ISSN 2477-1686

Vol.2. No.12, Juni 2016

Dampak Media Sosial Di Usia Dewasa

Lucky Agus Kurniawan

Fakultas Psikologi, Universitas Bhayangkara Jakarta

Media Sosial

Media sosial (Barnes dalam Huang, 2014) adalah aplikasi yang memungkinkan individu untuk berinteraksi dengan individu lain dan membuat jaringan sosial yang akan meningkatkan pendapatan soSial. Media sosial mengajak siapa saja yang tertarik untuk ikut berpartisipasi dengan memberi kontribusi secara terbuka, memberi komentar, serta membagi informasi dalam waktu yang cepat dan tak terbatas, itulah sebabnya mengapa banyak orang ingin memiliki media sosial, seperti Facebook, Twitter, Instagram, Path dan media sosial lainnya.
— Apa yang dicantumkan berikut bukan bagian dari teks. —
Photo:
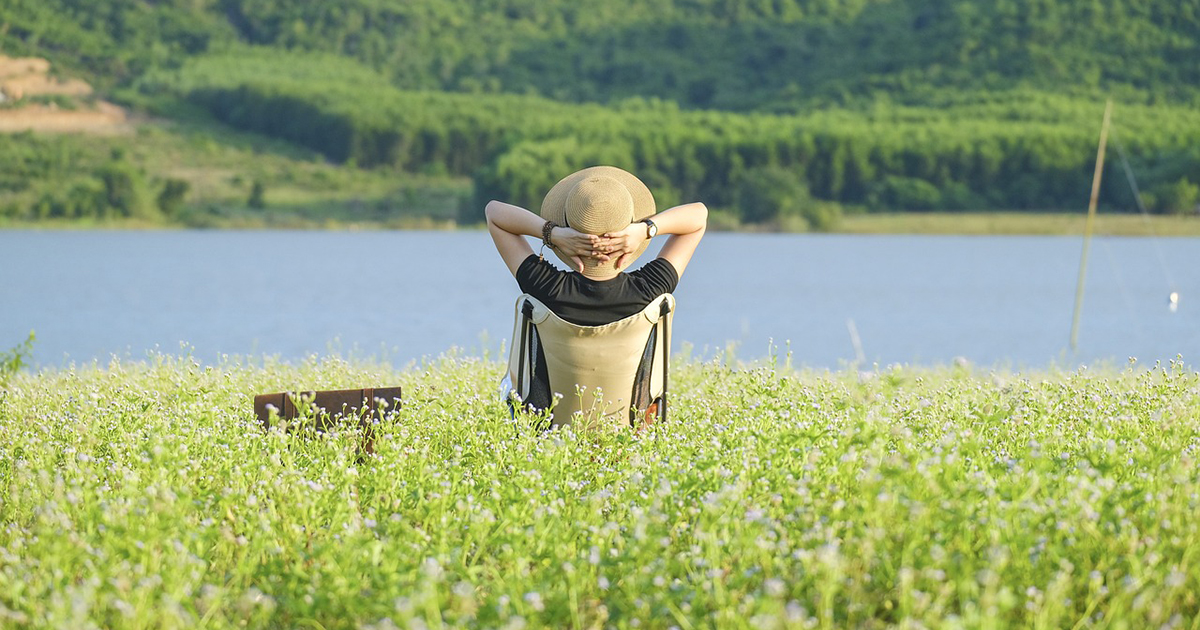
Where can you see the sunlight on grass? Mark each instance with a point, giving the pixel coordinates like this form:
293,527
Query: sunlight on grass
145,495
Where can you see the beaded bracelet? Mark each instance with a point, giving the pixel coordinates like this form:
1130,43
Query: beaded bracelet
545,234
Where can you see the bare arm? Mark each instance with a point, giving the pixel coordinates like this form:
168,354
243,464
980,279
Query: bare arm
683,225
509,225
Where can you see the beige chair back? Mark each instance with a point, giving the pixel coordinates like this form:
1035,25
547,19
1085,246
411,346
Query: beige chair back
593,369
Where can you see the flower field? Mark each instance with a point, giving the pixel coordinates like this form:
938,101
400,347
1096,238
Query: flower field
144,495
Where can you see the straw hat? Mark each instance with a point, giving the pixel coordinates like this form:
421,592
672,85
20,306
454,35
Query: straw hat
598,201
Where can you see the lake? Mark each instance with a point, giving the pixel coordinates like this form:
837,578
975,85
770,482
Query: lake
831,300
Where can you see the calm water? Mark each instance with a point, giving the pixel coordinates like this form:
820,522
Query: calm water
403,295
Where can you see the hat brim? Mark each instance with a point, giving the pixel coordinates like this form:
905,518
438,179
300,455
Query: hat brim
553,208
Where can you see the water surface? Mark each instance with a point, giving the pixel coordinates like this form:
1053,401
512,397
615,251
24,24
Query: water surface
403,295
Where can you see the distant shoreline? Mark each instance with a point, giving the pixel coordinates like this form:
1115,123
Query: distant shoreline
919,223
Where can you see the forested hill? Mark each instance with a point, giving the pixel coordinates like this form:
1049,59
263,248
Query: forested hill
724,54
777,112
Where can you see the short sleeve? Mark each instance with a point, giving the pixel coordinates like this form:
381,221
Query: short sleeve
655,277
537,277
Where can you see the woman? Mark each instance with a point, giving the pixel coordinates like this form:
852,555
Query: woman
598,221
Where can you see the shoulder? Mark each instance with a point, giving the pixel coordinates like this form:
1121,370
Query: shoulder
534,275
658,276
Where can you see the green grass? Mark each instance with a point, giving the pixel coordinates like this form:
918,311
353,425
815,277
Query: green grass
145,496
221,167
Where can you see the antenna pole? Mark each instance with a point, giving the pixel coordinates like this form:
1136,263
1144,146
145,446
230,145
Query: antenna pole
1089,225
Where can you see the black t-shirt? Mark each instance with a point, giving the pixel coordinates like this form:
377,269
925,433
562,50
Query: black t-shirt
594,303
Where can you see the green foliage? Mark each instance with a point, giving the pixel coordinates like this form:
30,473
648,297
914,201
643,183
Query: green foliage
147,495
257,195
125,190
945,105
172,196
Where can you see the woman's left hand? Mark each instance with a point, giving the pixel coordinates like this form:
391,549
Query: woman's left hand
622,244
575,245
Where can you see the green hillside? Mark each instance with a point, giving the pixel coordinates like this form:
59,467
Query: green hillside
786,112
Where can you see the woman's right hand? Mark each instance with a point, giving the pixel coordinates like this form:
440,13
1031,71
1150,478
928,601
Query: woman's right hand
623,244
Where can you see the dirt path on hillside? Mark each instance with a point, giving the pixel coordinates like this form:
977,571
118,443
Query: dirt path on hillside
29,77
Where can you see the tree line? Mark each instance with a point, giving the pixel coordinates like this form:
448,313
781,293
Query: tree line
976,155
Berdasarkan survey yang dilakukan oleh “We Are Social” (2015), dari 255.500.000 penduduk di Indonesia pengguna aktif internet sebanyak 88.100.000 dengan 79.000.000 pengguna aktif media sosial. Dari data tersebut ditemukan ada sebanyak 47.000.000 akun yang dimiliki oleh kalangan dewasa awal, sehingga dapat disimpulkan bahwa 60% pengguna media sosial di Indonesia berasal dari kalangan dewasa awal.

Periode Dewasa

Dewasa, adalah sebuah kata yang sering digunakan untuk menyebut individu yang telah berusia 20 tahun atau lebih. Menurut Erickson (dalam Feist dan Feist, 2010) usia dewasa awal dimulai dari umur 21 tahun hingga 40 tahun. Bagi kebanyakan individu, menjadi dewasa adalah sebuah proses perubahan yang memerlukan penyesuaian cukup panjang. Proses perubahan tersebut bisa membutuhkan waktu panjang namun juga dapat terjadi dalam waktu yang singkat. Hal ini sesuai dengan pendapat  Soekanto (2013) dalam bukunya yang mengatakan bahwa setiap manusia pasti mengalami perubahan, baik lambat atau cepat.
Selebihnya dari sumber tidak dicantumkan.